Hand built, solid, stoneware clay with body stains added
Electric kiln fired over 3 days
H. 32 x w. 7 x d. 8 cm
About Rachel Grimshaw
"My work is about the clay; its pliable, immediate qualities. Like a photograph capturing a ‘frozen moment’ this material when fired fixes forever a gesture, an impression. All my work is hand built and solid; the marks are created by impressing found objects, their origins occasionally hinted at. I cut, squeeze, pinch and hit the clay body to achieve the desired form."
"The forms allude to the built environment and to human interventions within the natural landscape but deliberately avoid explicit references. Living in the North of England, the sculptural qualities of the landscape find their way into my work. In pushing the material to its limits my wish is to explore three dimensional shapes and movement while retaining a real sense of the qualities of clay. The heavily grogged stoneware is coloured when wet using small percentages of body stains and oxide, then fired over several days in an electric kiln."
"I aim to achieve both precision and fluidity, energy and stillness in my work. How the light interacts with a piece is an important factor in their presentation. Although never having a prescribed narrative, there is a meditative quality. I value the function of contemplation my forms bring and their ability to represent the nature of silences. "
Based in her hometown of Wigan in the North of England, Rachel Grimshaw has exhibited widely in the UK and abroad. Her work is in several private and international collections, including Mino, Japan and the Foundation for Contemporary Ceramic Arts in Hungary. She is a Member of the Craft Potters Association.
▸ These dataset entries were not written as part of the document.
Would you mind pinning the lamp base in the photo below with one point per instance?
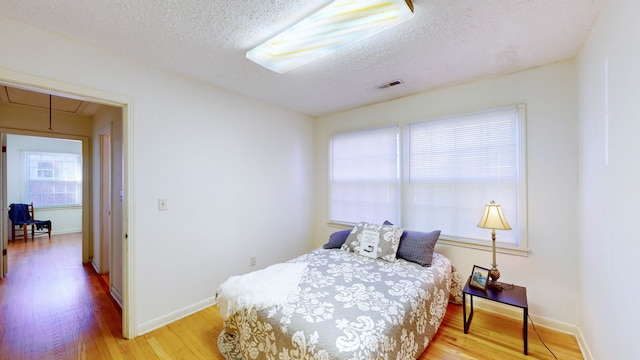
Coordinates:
(494, 275)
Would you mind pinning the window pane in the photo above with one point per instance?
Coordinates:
(455, 166)
(364, 182)
(53, 179)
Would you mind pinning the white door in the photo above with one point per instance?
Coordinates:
(105, 200)
(4, 222)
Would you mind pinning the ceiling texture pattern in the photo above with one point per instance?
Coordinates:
(447, 42)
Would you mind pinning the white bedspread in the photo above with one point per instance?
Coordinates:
(260, 289)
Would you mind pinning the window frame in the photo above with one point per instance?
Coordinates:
(520, 224)
(27, 178)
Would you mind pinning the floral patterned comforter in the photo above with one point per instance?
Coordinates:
(347, 307)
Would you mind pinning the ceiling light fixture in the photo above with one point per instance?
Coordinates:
(328, 29)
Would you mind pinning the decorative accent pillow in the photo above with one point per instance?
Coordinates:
(337, 239)
(374, 241)
(418, 246)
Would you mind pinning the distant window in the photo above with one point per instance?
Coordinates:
(53, 179)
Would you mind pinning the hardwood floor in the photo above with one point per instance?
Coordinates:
(53, 307)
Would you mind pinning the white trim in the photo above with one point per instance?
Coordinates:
(539, 321)
(584, 347)
(176, 315)
(57, 87)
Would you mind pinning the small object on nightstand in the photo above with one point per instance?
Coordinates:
(507, 294)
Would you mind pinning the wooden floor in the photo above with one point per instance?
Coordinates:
(53, 307)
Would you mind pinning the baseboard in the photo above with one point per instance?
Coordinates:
(116, 295)
(582, 343)
(516, 313)
(64, 231)
(174, 316)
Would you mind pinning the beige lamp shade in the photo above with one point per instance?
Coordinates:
(493, 218)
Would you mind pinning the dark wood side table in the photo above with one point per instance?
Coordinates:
(510, 294)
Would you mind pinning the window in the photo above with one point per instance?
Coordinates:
(364, 182)
(53, 179)
(452, 168)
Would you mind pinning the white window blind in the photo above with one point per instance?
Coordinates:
(364, 182)
(454, 166)
(53, 179)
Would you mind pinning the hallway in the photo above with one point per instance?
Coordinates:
(51, 305)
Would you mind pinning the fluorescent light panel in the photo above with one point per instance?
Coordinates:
(328, 29)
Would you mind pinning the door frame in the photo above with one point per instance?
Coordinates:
(105, 201)
(56, 87)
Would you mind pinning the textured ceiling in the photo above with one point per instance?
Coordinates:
(22, 97)
(447, 42)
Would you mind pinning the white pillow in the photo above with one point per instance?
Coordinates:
(374, 241)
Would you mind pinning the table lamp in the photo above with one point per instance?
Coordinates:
(493, 219)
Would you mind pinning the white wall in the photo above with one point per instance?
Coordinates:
(609, 180)
(63, 220)
(550, 270)
(237, 173)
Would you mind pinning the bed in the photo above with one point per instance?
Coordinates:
(344, 305)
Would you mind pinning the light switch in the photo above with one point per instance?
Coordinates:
(162, 204)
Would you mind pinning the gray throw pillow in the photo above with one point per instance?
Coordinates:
(337, 239)
(418, 246)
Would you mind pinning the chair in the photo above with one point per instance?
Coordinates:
(23, 215)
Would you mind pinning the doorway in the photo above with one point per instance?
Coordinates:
(90, 201)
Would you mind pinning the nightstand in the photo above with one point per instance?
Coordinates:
(510, 294)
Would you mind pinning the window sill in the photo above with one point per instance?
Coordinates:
(457, 243)
(485, 247)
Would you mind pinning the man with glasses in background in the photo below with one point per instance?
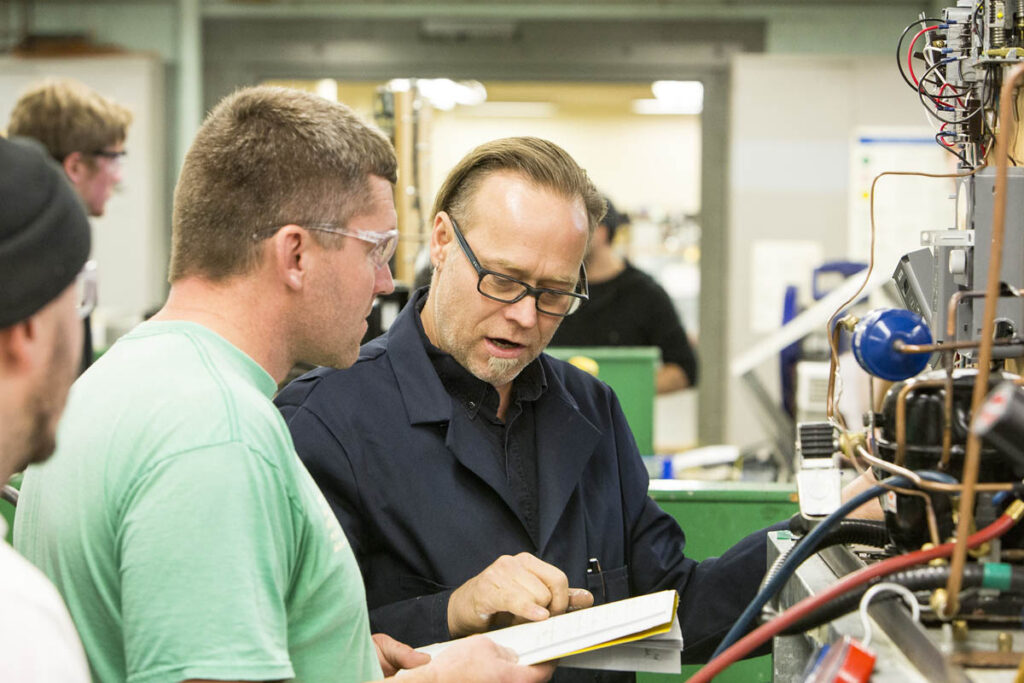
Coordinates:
(44, 243)
(179, 525)
(85, 133)
(479, 481)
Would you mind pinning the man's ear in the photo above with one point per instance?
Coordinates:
(18, 343)
(440, 238)
(290, 251)
(76, 167)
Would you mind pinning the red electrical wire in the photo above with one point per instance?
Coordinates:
(938, 100)
(751, 641)
(909, 51)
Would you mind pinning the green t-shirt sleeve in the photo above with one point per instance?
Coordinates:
(207, 542)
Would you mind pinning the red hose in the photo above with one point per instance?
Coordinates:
(751, 641)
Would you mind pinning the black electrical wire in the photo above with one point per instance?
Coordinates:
(921, 579)
(860, 531)
(922, 94)
(899, 49)
(950, 150)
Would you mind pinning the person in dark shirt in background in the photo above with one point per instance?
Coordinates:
(628, 308)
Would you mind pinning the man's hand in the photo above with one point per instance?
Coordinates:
(871, 509)
(516, 589)
(477, 658)
(395, 656)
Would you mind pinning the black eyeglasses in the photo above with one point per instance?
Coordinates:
(509, 290)
(116, 156)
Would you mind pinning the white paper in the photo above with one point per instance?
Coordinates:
(555, 637)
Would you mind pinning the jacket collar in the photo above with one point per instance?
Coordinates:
(566, 439)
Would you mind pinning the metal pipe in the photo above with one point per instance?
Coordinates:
(972, 460)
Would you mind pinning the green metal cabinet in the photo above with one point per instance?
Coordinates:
(630, 371)
(715, 516)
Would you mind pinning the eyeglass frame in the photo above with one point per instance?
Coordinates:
(528, 290)
(375, 238)
(90, 290)
(113, 156)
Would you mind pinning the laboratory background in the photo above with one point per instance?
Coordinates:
(817, 186)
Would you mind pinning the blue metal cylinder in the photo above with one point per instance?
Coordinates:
(872, 343)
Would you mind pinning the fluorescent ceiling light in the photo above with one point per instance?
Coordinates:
(328, 89)
(510, 110)
(672, 97)
(442, 93)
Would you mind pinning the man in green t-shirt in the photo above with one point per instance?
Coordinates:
(187, 540)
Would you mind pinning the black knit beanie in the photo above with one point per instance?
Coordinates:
(44, 232)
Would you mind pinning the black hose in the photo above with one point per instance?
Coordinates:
(920, 579)
(860, 531)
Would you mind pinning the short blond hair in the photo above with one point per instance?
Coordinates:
(267, 157)
(66, 116)
(543, 162)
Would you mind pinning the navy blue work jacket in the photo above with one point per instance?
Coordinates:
(426, 505)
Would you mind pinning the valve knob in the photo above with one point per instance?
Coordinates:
(872, 343)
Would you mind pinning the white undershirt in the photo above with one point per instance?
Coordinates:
(38, 641)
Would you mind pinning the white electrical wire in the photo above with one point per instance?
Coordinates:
(865, 600)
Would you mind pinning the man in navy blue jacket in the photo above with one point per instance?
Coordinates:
(479, 481)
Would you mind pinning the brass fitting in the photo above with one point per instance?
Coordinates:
(943, 607)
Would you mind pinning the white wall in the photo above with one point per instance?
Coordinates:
(130, 241)
(791, 127)
(639, 161)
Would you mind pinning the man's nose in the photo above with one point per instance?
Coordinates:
(383, 282)
(523, 311)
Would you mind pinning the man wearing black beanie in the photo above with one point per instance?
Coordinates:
(44, 244)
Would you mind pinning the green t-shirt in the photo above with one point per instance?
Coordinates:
(182, 530)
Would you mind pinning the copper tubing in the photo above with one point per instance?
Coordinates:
(933, 525)
(834, 338)
(971, 461)
(901, 347)
(833, 371)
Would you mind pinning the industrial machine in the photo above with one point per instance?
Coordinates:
(946, 444)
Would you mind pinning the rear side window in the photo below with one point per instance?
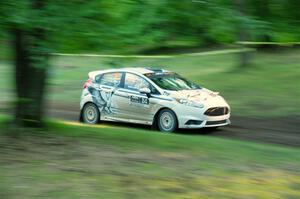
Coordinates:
(134, 82)
(111, 79)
Do you listen to anything as you work?
R: When preparing the clay (which takes up a lot of my time!) I listen to the radio, but when actually making the pieces I need absolute silence. Total concentration is required to be in the moment.
Do you plan each piece in advance or do they develop intuitively?
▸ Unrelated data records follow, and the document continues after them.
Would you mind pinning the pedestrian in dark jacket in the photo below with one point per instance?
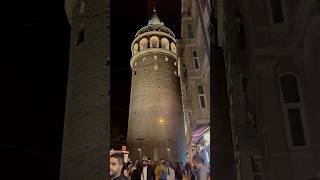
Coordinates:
(116, 165)
(147, 171)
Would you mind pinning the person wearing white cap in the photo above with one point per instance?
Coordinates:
(147, 172)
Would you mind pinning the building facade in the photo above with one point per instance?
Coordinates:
(272, 67)
(86, 126)
(155, 112)
(194, 54)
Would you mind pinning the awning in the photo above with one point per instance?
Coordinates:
(199, 131)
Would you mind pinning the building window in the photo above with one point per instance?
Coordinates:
(195, 60)
(165, 43)
(82, 7)
(293, 109)
(173, 47)
(135, 48)
(256, 162)
(190, 32)
(154, 42)
(202, 100)
(143, 44)
(81, 35)
(155, 67)
(277, 11)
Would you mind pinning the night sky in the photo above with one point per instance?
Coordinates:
(35, 39)
(34, 65)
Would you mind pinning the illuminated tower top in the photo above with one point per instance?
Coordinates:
(155, 36)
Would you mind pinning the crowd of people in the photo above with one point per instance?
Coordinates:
(162, 170)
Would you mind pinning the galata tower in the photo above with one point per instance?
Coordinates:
(155, 126)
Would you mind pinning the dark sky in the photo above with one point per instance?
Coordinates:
(126, 19)
(34, 38)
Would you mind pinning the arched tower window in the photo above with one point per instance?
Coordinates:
(82, 7)
(135, 48)
(201, 95)
(173, 47)
(293, 109)
(165, 43)
(195, 60)
(143, 44)
(154, 42)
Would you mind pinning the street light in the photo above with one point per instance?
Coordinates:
(168, 149)
(140, 139)
(139, 153)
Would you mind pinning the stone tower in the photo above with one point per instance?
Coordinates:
(86, 127)
(156, 126)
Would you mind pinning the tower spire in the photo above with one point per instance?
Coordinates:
(154, 6)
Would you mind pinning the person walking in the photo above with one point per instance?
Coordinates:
(177, 171)
(147, 172)
(135, 171)
(116, 165)
(170, 171)
(203, 172)
(161, 170)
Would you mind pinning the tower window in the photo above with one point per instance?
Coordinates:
(277, 11)
(154, 42)
(195, 60)
(292, 104)
(82, 7)
(143, 44)
(202, 100)
(165, 43)
(155, 67)
(190, 32)
(173, 47)
(81, 37)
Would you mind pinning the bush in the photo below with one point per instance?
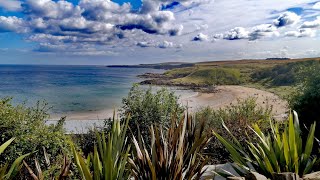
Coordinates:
(275, 152)
(174, 153)
(237, 117)
(32, 134)
(306, 100)
(146, 108)
(110, 155)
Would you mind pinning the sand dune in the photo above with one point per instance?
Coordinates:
(227, 95)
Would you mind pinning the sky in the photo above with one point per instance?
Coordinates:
(105, 32)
R: Making in clay is a two way process between me and the material. I cannot make a successful piece if I don’t begin with some outline idea of what I am trying to achieve. I set parameters or a single parameter; size, colour, or a particular shape / concept. But I also need to keep an open mind and the ability to see where the clay will lead me. If I impose too rigid an idea of what I am trying to make on the clay, nothing works. Equally, if I expect the clay to entirely dictate where I go with a piece, it will also not work. It is a dance between myself and the material. We collaborate.
How important is the material itself to your work?
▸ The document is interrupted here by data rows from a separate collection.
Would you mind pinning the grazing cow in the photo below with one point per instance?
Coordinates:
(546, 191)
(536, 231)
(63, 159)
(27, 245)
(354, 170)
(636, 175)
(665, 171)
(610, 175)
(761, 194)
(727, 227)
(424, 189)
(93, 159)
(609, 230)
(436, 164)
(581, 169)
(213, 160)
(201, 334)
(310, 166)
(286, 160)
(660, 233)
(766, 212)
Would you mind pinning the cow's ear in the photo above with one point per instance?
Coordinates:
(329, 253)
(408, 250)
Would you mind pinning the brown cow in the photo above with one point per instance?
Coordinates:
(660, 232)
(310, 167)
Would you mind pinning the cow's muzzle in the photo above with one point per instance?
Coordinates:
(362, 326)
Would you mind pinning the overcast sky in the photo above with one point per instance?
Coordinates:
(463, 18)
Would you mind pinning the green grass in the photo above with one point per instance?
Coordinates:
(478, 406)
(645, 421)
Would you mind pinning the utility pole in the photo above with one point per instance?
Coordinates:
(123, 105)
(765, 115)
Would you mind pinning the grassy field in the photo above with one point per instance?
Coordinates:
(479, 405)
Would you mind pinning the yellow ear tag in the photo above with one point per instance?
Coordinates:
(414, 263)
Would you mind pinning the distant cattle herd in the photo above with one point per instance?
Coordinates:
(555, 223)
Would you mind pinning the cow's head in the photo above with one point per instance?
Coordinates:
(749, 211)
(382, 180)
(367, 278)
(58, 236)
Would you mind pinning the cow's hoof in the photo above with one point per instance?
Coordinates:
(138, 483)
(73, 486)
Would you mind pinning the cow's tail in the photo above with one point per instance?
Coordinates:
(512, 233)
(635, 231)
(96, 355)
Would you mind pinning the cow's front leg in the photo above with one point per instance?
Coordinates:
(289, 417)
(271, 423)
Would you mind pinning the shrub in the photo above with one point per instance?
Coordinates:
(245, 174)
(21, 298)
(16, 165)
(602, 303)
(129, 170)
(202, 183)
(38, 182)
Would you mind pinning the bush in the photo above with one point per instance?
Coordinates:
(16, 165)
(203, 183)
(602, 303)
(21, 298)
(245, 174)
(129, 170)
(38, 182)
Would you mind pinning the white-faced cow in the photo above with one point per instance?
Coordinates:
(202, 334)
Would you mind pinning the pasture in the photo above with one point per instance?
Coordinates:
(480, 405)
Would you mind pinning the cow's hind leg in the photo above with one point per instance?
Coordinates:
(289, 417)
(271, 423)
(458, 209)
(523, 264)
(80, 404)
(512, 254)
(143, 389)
R: Absolutely crucial. I create in clay because this is my medium and what my work is all about; my interaction with how the material behaves, without a rigid imposition by me onto the clay. (See above). It took many tests and experiments with (manufactured) clay bodies to arrive at the ‘right’ clay. Strong enough to be self-supporting but malleable enough to impress into. Its feel in my hands. Its appearance without added colour stains is also important.
Does functionality ever come into your work?
R: If, by function, you include aiding contemplation, creating an atmosphere or feeling, then this is what I hope my work can achieve. If you mean, can it have a practical function (contain liquid, store food, etc), then no; my work is resolutely abstract.